Chronique publiée le 04 2008
Par Emmanuel Truchet
S’il y a un groupe dont je peux dire du bien sans me forcer, c’est bien Raoul Petite, car c’est tout simplement, pour moi qui les ai vus sur scène au moins 15 fois en 20 ans, le meilleur groupe français ! Si on a tendance à vouloir toujours classer tout ce qu’on voit et entend dans une case ou une catégorie (l’analogie est le mécanisme perceptif le plus couramment utilisé par notre cerveau), cette démarche est vouée à l’échec avec ce groupe ; de là vient son identité inimitable, mais c’est aussi l’imparfaite mécanique cérébrale précitée qui l’empêche d’être plus universellement reconnu. Ce qui fait la force de Raoul Petite depuis 30 ans et celle de son emblématique chanteur Carton (enfin un vieux qui déchire !), c’est cette capacité à toujours se fondre dans tous les styles musicaux que le groupe utilise. Si la couleur évolue avec le vent des tendances (rock au départ, puis funk et coloré, et aujourd’hui plus trash), l’identité du groupe qui peut s’accommoder de tout univers musical ressort toujours plus forte. Des textes surréalistes, des musiciens énergiques, happés par l’univers créatif du groupe et des prestations scéniques sans égal, habillées de décos, costumes et mises en scènes toujours hilarantes et parfois grandioses, telle est la recette Raoul.

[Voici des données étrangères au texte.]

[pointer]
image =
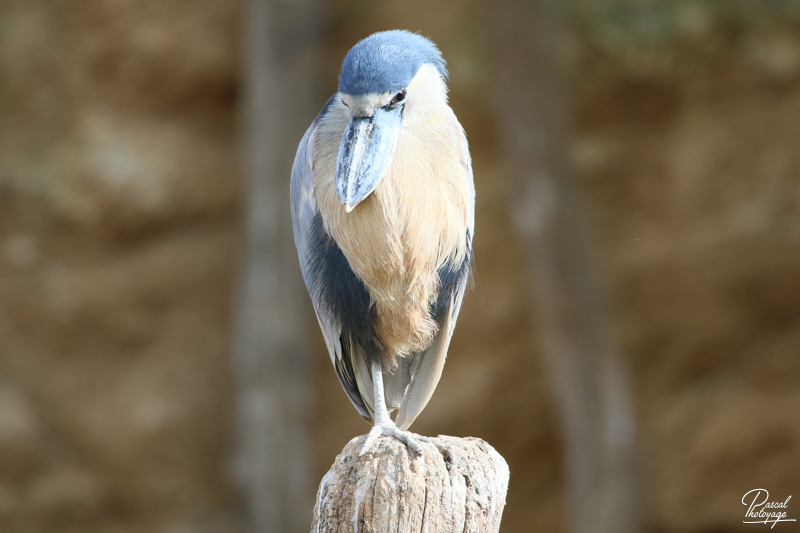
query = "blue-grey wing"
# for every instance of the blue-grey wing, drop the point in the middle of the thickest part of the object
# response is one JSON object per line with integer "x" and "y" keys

De Funkadelic à Zappa, c’est aux plus grands que ce groupe peut être comparé. Ayant affronté vents et marées, Raoul se trouve toujours un agent altruiste ou une âme charitable ensorcelée par leur talent qui va les sauver du naufrage et c’est comme ça depuis 30 ans ! Je suis de ceux qui croient que la sagesse se transmet plus par le bon exemple que par le bon conseil, et si certains sont obligés d’écrire des chansons à textes pour nous apprendre la vie, Raoul sait nous illuminer autrement.